Déportée de sa terre
ancestrale sans espoir d’y remettre un jour les pieds, la famille Jah a regagné
l’Afrique, et plus précisément le Bénin, en 1997. Au cours d’un entretien, le
père Jah nous a retracé l’histoire et le parcours de ce retour au pays.
« Nous avons passé 15 jours au Bénin, et on nous a remis une terre. Cela se passait à Madécali », lance le père Jah. A l’en croire, pionnier du retour des Afrodescendants sur la terre de leurs ancêtres, la famille Jah a posé pour la première fois ses valises au Bénin en 1996, dans le nord du pays. Par la suite, ils sont retournés en Guadeloupe chercher leurs affaires afin d’effectuer leur grand retour en Afrique, au Bénin, en 1997, à Ahozon, sur une terre qui leur avait été octroyée par le gouvernement béninois.
Au fil des années, la montée des eaux du lac Ahozon a entraîné des difficultés. « Nous vivons en temps prophétique », explique le père Jah. À la suite de cet incident, ils ont migré vers Allada, dans le quartier d’Agléta, sur une terre que la mère Jah avait achetée à l’avance pour les enfants, afin qu’ils puissent poursuivre la mission commencée.
Le choix d’Allada n’est pas
anodin. « Nous avons une histoire particulière avec cette ville, dans la mesure
où Haïti entretient une mémoire singulière avec Allada du Dahomey », précise le
père Jah. Selon lui, Allada et Haïti sont unies par des liens profonds.
Des difficultés
Ayant quitté la terre de leurs
ancêtres il y a plusieurs siècles et à travers plusieurs générations, « nous
avons pris des années pour préparer notre retour au Bénin », affirme le père
Jah. Il avait compris qu’il ne fallait pas débarquer dans la précipitation. Une
fois au Bénin, les principales difficultés rencontrées ont été d’ordre
alimentaire. « Nous ne consommons que des produits locaux, 100 % bio. Mais ici,
nous avons été confrontés à la réalité du marché béninois, où les engrais
chimiques entrent en ligne de compte dans les cultures maraîchères et vivrières
», confie le père Jah. Une situation qui a quelque peu affecté leur santé.

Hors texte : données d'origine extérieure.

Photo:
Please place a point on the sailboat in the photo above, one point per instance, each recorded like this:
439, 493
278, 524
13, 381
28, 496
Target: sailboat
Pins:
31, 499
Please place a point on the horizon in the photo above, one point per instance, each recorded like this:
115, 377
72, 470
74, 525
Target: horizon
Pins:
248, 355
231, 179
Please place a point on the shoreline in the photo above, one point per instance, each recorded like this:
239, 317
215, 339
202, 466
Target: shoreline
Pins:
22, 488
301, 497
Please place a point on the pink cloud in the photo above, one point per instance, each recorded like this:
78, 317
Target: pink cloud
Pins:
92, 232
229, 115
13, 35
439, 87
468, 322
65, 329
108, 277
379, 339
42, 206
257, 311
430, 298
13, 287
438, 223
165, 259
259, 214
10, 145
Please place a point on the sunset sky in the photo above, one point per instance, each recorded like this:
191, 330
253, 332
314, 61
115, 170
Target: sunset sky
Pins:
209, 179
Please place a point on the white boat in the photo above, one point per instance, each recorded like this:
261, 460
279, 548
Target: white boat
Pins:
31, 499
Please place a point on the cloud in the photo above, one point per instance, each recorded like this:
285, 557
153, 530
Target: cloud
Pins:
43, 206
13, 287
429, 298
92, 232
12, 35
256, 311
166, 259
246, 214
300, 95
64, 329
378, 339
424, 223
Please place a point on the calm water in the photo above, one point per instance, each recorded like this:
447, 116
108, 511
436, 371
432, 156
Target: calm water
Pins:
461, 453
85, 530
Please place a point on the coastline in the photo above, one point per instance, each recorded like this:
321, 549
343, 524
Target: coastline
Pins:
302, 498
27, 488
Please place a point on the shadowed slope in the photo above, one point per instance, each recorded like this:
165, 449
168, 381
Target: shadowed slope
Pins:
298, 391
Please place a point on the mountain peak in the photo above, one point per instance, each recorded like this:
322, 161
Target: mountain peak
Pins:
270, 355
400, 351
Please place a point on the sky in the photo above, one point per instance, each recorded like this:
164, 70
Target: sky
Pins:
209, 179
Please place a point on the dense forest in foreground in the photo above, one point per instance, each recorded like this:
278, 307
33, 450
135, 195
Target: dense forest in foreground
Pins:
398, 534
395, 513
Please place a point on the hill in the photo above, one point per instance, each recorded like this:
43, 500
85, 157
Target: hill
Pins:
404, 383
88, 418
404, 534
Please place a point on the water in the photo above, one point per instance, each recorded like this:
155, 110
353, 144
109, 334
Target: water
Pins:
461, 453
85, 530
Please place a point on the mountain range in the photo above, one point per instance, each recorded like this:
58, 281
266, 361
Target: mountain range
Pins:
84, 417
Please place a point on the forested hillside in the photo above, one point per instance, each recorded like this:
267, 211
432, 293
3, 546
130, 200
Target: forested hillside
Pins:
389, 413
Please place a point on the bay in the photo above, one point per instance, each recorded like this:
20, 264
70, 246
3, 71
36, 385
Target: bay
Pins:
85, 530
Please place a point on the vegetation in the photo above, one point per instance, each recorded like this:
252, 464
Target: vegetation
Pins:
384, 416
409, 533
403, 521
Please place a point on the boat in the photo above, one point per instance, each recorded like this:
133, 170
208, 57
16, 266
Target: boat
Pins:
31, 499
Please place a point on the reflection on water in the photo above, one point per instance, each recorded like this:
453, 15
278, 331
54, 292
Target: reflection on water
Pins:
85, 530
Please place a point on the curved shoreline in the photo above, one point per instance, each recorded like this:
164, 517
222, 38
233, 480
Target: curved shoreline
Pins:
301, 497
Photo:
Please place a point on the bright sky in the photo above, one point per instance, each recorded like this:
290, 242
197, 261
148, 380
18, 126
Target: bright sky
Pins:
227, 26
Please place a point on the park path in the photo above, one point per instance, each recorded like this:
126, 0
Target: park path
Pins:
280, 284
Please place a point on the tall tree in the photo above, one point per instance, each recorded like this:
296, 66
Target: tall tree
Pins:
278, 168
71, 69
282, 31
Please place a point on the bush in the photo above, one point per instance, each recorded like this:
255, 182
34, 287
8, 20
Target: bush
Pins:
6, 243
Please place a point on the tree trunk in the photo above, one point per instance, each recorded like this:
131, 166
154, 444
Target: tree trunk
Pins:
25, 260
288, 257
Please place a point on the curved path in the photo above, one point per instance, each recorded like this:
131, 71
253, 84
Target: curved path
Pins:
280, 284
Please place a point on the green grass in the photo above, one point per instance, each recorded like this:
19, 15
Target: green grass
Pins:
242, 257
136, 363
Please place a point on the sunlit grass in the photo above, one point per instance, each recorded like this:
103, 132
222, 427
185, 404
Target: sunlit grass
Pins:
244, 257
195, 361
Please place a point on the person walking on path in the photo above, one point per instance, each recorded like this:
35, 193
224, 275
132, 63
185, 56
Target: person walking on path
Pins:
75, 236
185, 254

Vivant auparavant en totale autarcie, dans les montagnes, au contact de la
nature et de territoires non souillés, ce retour aux sources a été quelque peu
compliqué. Toutefois, avec le temps, ils s’y sont habitués. Le père Jah affirme
n’avoir rien perdu dans ce processus. Au contraire, sa famille et lui y ont
beaucoup gagné, avec des résultats très satisfaisants.